We Don't Need Planets To Find E.T, Scientists Say Aliens Could Be Living In The Clouds

This changes everything.

Life on Mars could be a drop in the ocean if a new study is to be believed, as scientists claim they have discovered endless new homes for alien life forms.

Swathes of potential cosmic real estate has come on to the market, as Jack Yates and a team from the University of Edinburgh challenge the idea that we need physical planets to sustain life.

Instead, extra-terrestrials could also be thriving in the clouds that surround failed stars.

Frank Rossoto Stocktrek via Getty Images

In scientific communities, the conventional notion of a ‘habitable atmosphere’ was always based upon the premise of a planet that had a surface temperature able to sustain liquid water on its surface.

However, Yates claims the recent discovery of some “Earth-like planets” is beginning to challenge this notion by suggesting that the atmosphere around the object is more suited to life than than the surface itself.

For example, Venus’s surface is a toasty 864 degrees Fahrenheit - too high to sustain life - but at the cloud deck, 55km up in the air, atmospheric conditions are different and liquid water is more readily available.

This suggests life is more likely to exist up here than on the planet.

To investigate the potential for E.T. to be found dwelling in the atmosphere, the team looked at a brown dwarf – a celestial object between the size of a planet and a star.

Brown dwarfs are also known as ‘failed stars’ because they aren’t able to sustain the fusion of hydrogen required to be a star.
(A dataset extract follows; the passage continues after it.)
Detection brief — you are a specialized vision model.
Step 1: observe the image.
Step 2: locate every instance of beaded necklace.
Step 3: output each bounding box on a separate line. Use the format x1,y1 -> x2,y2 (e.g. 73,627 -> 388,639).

The team selected brown dwarf WISE 0855-0714, located only 7 light-years away from earth, that seems to have water clouds in its atmosphere. A perfect candidate.

Yates claims there is now a growing body of evidence that shows some organisms are metabolically active in these clouds: “These aerosols can provide charged surfaces, on which molecules necessary for life, could form,” says Yates.

Needless to say, if we are able to reclassify the idea of habitable space to include planetary atmosphere, the galaxy just got a whole lot more accommodating.